Location is the number one rule in real estate. That holds particularly true when purchasing a vacation home. If you plan to rent it out throughout the year, you need to think about where and how accessible it is. Many retirees want family members to be able to enjoy the fruits of their hard work and will purchase a place based on these criteria. Is airfare affordable if your family is traveling from farther across the country? Can they use a budget airline that flies to your vacation rental destination? Factor in travel time and costs and get a good feel for the area throughout the year. Is it safe and are there plenty of amenities nearby? The answers to these questions are critical when making your choice.
Financing and timing
Before making such a commitment, carefully examine your finances and whether you can handle the financial burden of a vacation home. How’s the housing market where you’re looking? Investigate the situation by talking to a local realtor who knows where to look for the best deals. Ideally, you should focus on areas with high appreciation rates. Remember, this is an investment as much as it is a place to kick back and relax.
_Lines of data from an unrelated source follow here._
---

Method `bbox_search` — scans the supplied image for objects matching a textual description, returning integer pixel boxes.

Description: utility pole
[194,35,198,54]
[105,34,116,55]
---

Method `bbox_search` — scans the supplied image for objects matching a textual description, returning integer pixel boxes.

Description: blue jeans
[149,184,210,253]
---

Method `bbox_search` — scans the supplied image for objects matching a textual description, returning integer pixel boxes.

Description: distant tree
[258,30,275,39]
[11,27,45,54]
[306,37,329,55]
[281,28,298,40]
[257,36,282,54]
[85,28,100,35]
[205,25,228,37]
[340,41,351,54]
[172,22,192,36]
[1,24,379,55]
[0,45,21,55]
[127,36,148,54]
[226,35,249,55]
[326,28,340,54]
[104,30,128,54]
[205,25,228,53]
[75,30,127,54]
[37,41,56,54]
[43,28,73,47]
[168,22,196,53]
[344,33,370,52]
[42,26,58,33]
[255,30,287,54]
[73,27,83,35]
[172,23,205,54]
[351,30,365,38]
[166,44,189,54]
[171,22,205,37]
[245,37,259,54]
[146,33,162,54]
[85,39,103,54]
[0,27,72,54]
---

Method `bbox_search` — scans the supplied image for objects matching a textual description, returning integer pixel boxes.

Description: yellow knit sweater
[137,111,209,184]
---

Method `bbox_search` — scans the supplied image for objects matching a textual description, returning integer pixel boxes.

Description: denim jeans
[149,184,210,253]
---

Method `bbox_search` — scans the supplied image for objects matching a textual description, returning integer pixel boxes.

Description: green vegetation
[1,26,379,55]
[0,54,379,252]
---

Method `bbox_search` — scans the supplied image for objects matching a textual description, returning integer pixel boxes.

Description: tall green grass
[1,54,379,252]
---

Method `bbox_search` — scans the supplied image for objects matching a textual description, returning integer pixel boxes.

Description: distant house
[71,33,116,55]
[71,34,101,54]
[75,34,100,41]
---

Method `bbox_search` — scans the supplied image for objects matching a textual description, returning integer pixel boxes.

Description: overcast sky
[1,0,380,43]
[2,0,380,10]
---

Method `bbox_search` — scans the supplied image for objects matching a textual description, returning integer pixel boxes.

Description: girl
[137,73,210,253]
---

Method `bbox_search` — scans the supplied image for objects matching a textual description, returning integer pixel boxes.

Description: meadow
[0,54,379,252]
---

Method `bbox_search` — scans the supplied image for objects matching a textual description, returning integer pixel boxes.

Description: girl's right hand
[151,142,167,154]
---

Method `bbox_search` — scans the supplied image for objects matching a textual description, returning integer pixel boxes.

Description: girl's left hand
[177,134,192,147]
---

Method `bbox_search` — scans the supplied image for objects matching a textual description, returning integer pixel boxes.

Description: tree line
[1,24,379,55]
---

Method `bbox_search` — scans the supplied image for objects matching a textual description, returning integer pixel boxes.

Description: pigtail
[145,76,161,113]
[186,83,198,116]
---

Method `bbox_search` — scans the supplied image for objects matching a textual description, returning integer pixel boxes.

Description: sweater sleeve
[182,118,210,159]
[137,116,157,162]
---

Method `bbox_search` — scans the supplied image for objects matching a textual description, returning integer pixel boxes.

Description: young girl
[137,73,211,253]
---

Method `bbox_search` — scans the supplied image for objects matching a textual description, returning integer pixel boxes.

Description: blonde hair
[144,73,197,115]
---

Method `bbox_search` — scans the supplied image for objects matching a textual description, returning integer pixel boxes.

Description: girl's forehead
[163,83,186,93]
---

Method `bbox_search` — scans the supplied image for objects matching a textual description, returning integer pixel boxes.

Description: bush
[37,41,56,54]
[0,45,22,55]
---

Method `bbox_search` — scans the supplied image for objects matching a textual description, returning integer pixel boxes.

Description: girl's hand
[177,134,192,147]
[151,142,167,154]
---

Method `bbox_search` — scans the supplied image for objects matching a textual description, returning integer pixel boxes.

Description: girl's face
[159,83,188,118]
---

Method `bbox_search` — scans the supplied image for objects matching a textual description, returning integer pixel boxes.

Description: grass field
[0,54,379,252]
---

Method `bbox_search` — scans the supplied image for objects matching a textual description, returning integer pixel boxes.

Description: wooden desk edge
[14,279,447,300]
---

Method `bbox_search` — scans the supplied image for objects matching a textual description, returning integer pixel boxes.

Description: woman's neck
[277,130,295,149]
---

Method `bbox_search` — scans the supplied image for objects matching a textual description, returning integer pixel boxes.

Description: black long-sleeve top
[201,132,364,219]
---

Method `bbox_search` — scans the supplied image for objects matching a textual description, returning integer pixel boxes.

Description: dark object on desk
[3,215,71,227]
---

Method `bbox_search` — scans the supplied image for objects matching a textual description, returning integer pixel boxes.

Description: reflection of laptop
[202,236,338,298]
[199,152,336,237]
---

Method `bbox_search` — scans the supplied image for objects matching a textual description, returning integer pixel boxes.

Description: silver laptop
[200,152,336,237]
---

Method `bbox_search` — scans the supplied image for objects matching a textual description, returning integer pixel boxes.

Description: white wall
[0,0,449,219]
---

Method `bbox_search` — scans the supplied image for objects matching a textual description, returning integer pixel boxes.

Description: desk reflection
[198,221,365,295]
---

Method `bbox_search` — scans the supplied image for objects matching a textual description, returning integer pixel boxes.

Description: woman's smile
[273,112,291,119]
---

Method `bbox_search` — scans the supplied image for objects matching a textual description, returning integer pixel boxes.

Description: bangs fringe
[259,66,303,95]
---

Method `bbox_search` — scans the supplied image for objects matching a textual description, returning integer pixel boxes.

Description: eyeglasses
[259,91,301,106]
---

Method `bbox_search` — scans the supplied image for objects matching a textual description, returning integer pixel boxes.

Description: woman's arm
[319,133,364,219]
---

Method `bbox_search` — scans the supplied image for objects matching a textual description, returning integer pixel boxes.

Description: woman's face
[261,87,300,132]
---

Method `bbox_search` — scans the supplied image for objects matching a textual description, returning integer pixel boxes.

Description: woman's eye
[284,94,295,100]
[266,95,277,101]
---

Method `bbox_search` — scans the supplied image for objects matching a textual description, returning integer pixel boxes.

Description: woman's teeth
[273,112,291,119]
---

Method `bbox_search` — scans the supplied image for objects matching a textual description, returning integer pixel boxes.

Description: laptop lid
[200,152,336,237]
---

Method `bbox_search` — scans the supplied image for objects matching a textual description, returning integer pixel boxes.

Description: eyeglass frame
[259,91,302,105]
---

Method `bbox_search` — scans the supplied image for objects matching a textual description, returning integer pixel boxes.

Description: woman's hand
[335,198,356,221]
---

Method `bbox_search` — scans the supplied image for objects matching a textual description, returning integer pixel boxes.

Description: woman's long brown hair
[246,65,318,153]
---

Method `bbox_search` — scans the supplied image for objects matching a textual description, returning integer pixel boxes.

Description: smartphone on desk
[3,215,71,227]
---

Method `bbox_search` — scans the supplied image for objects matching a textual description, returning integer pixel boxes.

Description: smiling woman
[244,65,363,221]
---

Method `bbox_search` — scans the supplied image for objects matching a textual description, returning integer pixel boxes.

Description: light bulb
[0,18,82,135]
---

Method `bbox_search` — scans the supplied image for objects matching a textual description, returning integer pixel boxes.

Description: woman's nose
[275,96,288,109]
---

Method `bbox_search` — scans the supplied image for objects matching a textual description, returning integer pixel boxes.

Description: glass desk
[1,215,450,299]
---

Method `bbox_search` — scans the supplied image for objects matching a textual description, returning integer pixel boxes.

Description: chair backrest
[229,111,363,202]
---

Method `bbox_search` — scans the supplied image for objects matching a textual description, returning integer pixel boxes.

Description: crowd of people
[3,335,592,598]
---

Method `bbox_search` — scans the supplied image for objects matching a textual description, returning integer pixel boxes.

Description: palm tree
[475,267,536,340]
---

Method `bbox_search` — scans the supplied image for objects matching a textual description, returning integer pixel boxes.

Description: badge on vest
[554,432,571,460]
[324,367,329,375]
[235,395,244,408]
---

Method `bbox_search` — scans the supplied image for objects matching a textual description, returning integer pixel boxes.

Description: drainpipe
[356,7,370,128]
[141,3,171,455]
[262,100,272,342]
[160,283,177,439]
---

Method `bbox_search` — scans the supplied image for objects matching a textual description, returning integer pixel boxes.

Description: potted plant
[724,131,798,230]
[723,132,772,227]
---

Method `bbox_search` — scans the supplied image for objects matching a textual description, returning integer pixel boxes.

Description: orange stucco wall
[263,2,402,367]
If you’re taking out a mortgage, use a lender in the area where you’re buying, someone with expertise in the market and who can steer you away from potential problem areas and help you keep insurance costs down. Be aware that lenders typically charge less for single-family homes. If your savings and investment income are insufficient, consider tapping into a home equity line of credit from your primary residence, commonly known as a HELOC. Ultimately, you need to know whether you have enough time and money to commit to a vacation home.
This is a big issue for vacation homeowners. If you’re purchasing a vacation home along the Texas Gulf Coast and you live in New England, you’ll need someone to look after the property and to deal with problems that arise from time to time. This is key if you’re planning to generate income by renting the place. A lot of property management companies will take care of maintenance and upkeep and help you market the place. Ask potential managers how and where they’ll market your property, and how they create a professional-looking listing online and in print. Do they use professional photographers whose work will be posted on their website and in printed marketing materials? Most importantly, you need to know how available they are and how quickly you can expect them to respond to an emergency. This is an important issue if your home is in a flood zone/hurricane region.
Purchasing a vacation home can be the feather in your cap for all those years of hard work. If you go into this decision with a clear plan and an idea of what you can afford and how to make it work as an investment, there’s no reason you can’t be kicking back in a few months reveling in your retirement.